Senators who will eventually vote on Judge Samuel Alito — and the interest groups which hope to persuade them — are sorting through the legal opinions he's written during his 15 years as a federal judge.

It's likely he would push the court to the right and could even affect some cases now before the court if he's confirmed. But there are some surprises, too, among the views he has expressed in the past.

Wednesday, Alito met more of the senators who will soon judge him, including a cenrist Democrat who found something to like.

"He assured me that he is not bringing a hammer and chisel to hammer away and chisel away on existing law," said Sen. Ben Nelson, D-Neb.

Interest groups on both sides are scouring Alito's hundreds of legal rulings to get a picture of how he'd differ from Sandra Day O'Connor, whose seat he would take.

Legal scholars say Alito bases his rulings on conservative legal principles rather than relying on the facts of individual cases, as O'Connor often does.

"Justice Alito, if he's confirmed, I believe will be more inclined toward general black-and-white legal rules that will be easier to apply in future cases," says appeals court lawyer Mark Levy.

Based on their past rulings, many legal experts say Alito might be more likely than O'Connor to support state restrictions on access to abortion and less inclined to grant new hearings for death row inmates.

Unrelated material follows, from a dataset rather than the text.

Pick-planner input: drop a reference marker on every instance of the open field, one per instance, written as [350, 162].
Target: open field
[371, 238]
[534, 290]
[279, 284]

In recent years, O'Connor has expressed a growing unease with capital punishment.

But Cass Sunstein, a constitutional law expert at the University of Chicago, says Alito would probably part company with the Supreme Court's two most conservative justices on whether the Constitution should be interpreted as its authors understood it.

"He hasn't endorsed the view that Justices Scalia and Thomas have endorsed,” Sunstein says, "which is that the original understanding of the Constitution is binding."

Senators may also ask Alito about a newly discovered paper on privacy that he worked on while at Princeton in 1971. Written by a student group he chaired, it said no private sexual act between consenting adults should be illegal and that discrimination against homosexuals in hiring should be forbidden.

Wednesday, Democrats say there's no question that Alito is qualified, but they want to know if he's in the conservative mainstream and not the far right.